The fiddlers featured on The Cypriot Fiddler were men of limited financial means, who worked in the fields or had other occupations, and who took up their instruments whenever there was need for musicians. Being a fiddler in mid-twentieth-century Cyprus was therefore a part-time, seasonal profession, held alongside the musicians’ main job. The only exception were a few urban musicians, who played and taught music for a living.

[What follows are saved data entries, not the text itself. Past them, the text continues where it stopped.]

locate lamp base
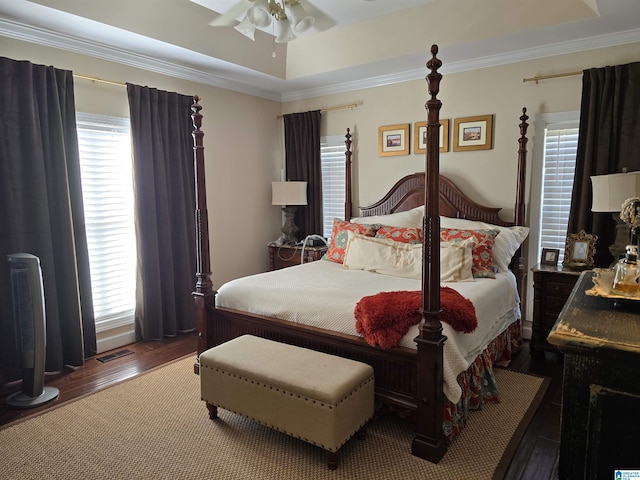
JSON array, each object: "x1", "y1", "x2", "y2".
[
  {"x1": 610, "y1": 214, "x2": 630, "y2": 263},
  {"x1": 280, "y1": 206, "x2": 299, "y2": 245}
]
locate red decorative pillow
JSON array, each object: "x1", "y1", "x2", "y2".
[
  {"x1": 325, "y1": 219, "x2": 379, "y2": 263},
  {"x1": 439, "y1": 228, "x2": 498, "y2": 278},
  {"x1": 375, "y1": 225, "x2": 422, "y2": 244}
]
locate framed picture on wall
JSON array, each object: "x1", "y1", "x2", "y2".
[
  {"x1": 413, "y1": 119, "x2": 449, "y2": 154},
  {"x1": 453, "y1": 114, "x2": 493, "y2": 151},
  {"x1": 378, "y1": 124, "x2": 410, "y2": 157}
]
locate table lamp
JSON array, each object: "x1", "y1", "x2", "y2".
[
  {"x1": 590, "y1": 170, "x2": 640, "y2": 260},
  {"x1": 272, "y1": 181, "x2": 307, "y2": 244}
]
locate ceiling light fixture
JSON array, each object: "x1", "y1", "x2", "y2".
[{"x1": 234, "y1": 0, "x2": 315, "y2": 43}]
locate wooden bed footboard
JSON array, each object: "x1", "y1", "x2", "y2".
[{"x1": 207, "y1": 307, "x2": 419, "y2": 410}]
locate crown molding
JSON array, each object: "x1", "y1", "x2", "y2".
[
  {"x1": 0, "y1": 18, "x2": 283, "y2": 102},
  {"x1": 2, "y1": 18, "x2": 639, "y2": 103},
  {"x1": 443, "y1": 27, "x2": 640, "y2": 74},
  {"x1": 281, "y1": 27, "x2": 640, "y2": 101}
]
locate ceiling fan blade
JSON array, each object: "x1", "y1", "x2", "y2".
[
  {"x1": 207, "y1": 0, "x2": 252, "y2": 27},
  {"x1": 297, "y1": 0, "x2": 336, "y2": 32},
  {"x1": 208, "y1": 16, "x2": 238, "y2": 27}
]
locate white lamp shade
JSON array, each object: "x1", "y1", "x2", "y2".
[
  {"x1": 591, "y1": 171, "x2": 640, "y2": 212},
  {"x1": 288, "y1": 2, "x2": 314, "y2": 34},
  {"x1": 275, "y1": 17, "x2": 296, "y2": 43},
  {"x1": 234, "y1": 16, "x2": 257, "y2": 40},
  {"x1": 272, "y1": 181, "x2": 307, "y2": 206},
  {"x1": 247, "y1": 0, "x2": 272, "y2": 27}
]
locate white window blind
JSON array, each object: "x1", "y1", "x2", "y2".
[
  {"x1": 76, "y1": 112, "x2": 136, "y2": 332},
  {"x1": 320, "y1": 135, "x2": 346, "y2": 239},
  {"x1": 539, "y1": 123, "x2": 579, "y2": 263}
]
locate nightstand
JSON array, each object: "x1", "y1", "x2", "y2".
[
  {"x1": 268, "y1": 243, "x2": 328, "y2": 271},
  {"x1": 530, "y1": 263, "x2": 581, "y2": 360}
]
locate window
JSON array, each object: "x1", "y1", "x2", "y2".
[
  {"x1": 525, "y1": 111, "x2": 579, "y2": 328},
  {"x1": 320, "y1": 135, "x2": 346, "y2": 239},
  {"x1": 536, "y1": 119, "x2": 580, "y2": 264},
  {"x1": 76, "y1": 113, "x2": 136, "y2": 333}
]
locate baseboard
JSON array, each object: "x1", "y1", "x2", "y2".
[
  {"x1": 522, "y1": 325, "x2": 532, "y2": 340},
  {"x1": 97, "y1": 330, "x2": 136, "y2": 354}
]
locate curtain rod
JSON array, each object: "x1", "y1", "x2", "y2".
[
  {"x1": 278, "y1": 103, "x2": 358, "y2": 119},
  {"x1": 73, "y1": 73, "x2": 126, "y2": 87},
  {"x1": 523, "y1": 70, "x2": 582, "y2": 84}
]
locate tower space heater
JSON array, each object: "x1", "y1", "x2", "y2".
[{"x1": 6, "y1": 253, "x2": 59, "y2": 408}]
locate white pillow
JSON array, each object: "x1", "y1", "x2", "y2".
[
  {"x1": 343, "y1": 232, "x2": 422, "y2": 279},
  {"x1": 440, "y1": 240, "x2": 475, "y2": 282},
  {"x1": 440, "y1": 216, "x2": 529, "y2": 273},
  {"x1": 343, "y1": 232, "x2": 474, "y2": 282},
  {"x1": 350, "y1": 205, "x2": 423, "y2": 228}
]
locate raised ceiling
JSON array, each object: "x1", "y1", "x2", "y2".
[{"x1": 1, "y1": 0, "x2": 639, "y2": 101}]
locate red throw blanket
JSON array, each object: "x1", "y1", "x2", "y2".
[{"x1": 354, "y1": 288, "x2": 477, "y2": 349}]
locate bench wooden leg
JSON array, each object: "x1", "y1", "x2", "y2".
[
  {"x1": 206, "y1": 402, "x2": 218, "y2": 420},
  {"x1": 326, "y1": 449, "x2": 340, "y2": 470}
]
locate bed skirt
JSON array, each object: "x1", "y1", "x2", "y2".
[{"x1": 443, "y1": 320, "x2": 523, "y2": 439}]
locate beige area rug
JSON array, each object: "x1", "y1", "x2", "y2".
[{"x1": 0, "y1": 356, "x2": 547, "y2": 480}]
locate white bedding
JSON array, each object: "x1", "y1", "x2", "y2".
[{"x1": 216, "y1": 260, "x2": 520, "y2": 404}]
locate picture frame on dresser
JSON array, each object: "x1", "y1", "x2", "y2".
[
  {"x1": 541, "y1": 248, "x2": 560, "y2": 266},
  {"x1": 562, "y1": 230, "x2": 597, "y2": 269}
]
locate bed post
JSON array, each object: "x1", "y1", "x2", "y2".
[
  {"x1": 191, "y1": 96, "x2": 216, "y2": 373},
  {"x1": 513, "y1": 107, "x2": 529, "y2": 299},
  {"x1": 344, "y1": 128, "x2": 353, "y2": 221},
  {"x1": 412, "y1": 45, "x2": 447, "y2": 463}
]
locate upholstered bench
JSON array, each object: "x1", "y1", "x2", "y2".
[{"x1": 199, "y1": 335, "x2": 375, "y2": 469}]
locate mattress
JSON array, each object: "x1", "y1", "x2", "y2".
[{"x1": 216, "y1": 259, "x2": 520, "y2": 403}]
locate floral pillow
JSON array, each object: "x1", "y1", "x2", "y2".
[
  {"x1": 375, "y1": 225, "x2": 423, "y2": 244},
  {"x1": 439, "y1": 228, "x2": 499, "y2": 278},
  {"x1": 440, "y1": 216, "x2": 529, "y2": 273},
  {"x1": 325, "y1": 219, "x2": 379, "y2": 264}
]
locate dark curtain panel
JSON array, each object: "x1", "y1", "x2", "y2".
[
  {"x1": 126, "y1": 84, "x2": 196, "y2": 341},
  {"x1": 0, "y1": 57, "x2": 96, "y2": 385},
  {"x1": 283, "y1": 110, "x2": 322, "y2": 238},
  {"x1": 568, "y1": 62, "x2": 640, "y2": 267}
]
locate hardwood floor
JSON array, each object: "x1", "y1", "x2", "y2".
[
  {"x1": 0, "y1": 332, "x2": 198, "y2": 427},
  {"x1": 0, "y1": 334, "x2": 562, "y2": 479},
  {"x1": 503, "y1": 345, "x2": 563, "y2": 480}
]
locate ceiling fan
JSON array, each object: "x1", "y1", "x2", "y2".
[{"x1": 193, "y1": 0, "x2": 336, "y2": 43}]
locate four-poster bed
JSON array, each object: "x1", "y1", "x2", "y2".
[{"x1": 190, "y1": 45, "x2": 529, "y2": 463}]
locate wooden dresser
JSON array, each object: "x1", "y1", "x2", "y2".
[
  {"x1": 548, "y1": 271, "x2": 640, "y2": 480},
  {"x1": 268, "y1": 243, "x2": 327, "y2": 271},
  {"x1": 530, "y1": 264, "x2": 581, "y2": 360}
]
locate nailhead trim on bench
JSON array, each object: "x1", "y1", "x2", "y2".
[
  {"x1": 200, "y1": 364, "x2": 374, "y2": 451},
  {"x1": 200, "y1": 365, "x2": 374, "y2": 409},
  {"x1": 204, "y1": 400, "x2": 370, "y2": 452}
]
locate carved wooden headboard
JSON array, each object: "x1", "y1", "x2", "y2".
[{"x1": 359, "y1": 173, "x2": 512, "y2": 227}]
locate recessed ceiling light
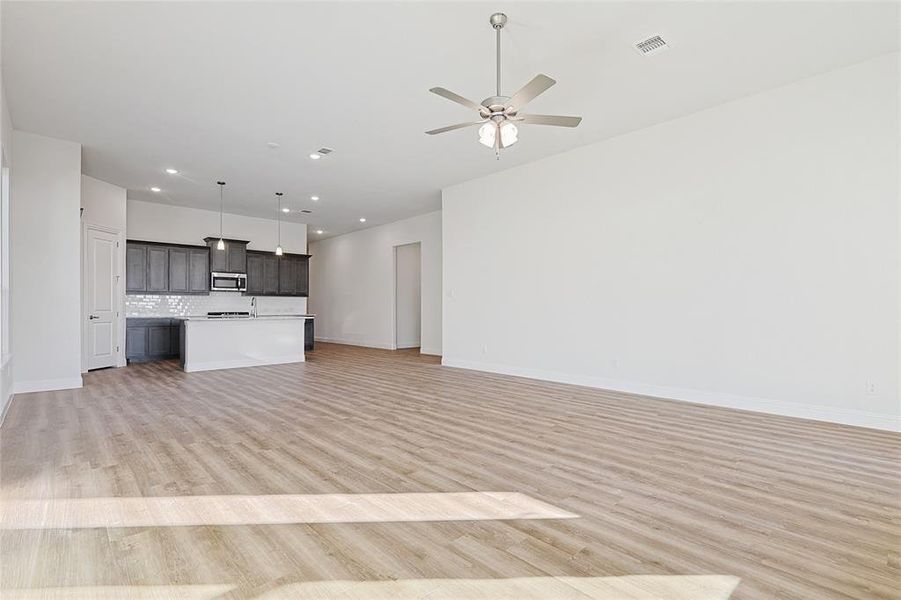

The mores of traditional Cypriot society dictated that no women could be fiddlers. As in many other small, close-knit societies in the Mediterranean and beyond, in Cyprus too there was a strict separation between the public and private spheres. While men could perform freely both in private and in public, women could only sing or play music at home, in front of close family and friends. Playing music or singing outside the private, domestic sphere was enough to label a woman as ‘immoral’. However, some women did manage to play music in public too, without fear of this label. These were either disabled women (e.g., blind), who had to work to make a living, or women whose physique or behaviour somehow differed from the perceived female stereotype of the time (e.g., those frequently labelled by others as ‘antrogenaitzes’; i.e., ‘manly women’).

 

Even though all of the musicians featured on The Cypriot Fiddler continued to perform even after the mid-twentieth century – some of them, in fact, continue to perform to this day – one important criterion for their inclusion in the project was that they had to have been performing in public by the 1950s or early 1960s at the latest. The reason that this cut-off point was needed was simple: after the early 1960s, the traditional violin-and-laouto ensemble was largely abandoned, in favour of a larger orchestra that contained three, four or five instruments. The Cypriot Fiddler’s aim was to capture a particular moment in Cyprus’s soundscape, where the sounds of the fiddlers would have been the principal ones heard in village weddings and fairs across the island.

Along with the violin and laouto often appeared the zurna and davul, particularly in Turkish Cypriot weddings and celebrations. This dialogue between the violin and laouto on the one hand and the zurna and davul on the other that existed in Cypriot villages sixty or seventy years ago is very much reflected in this project; both the documentary and the book include a pair of zurna-and-davul musicians.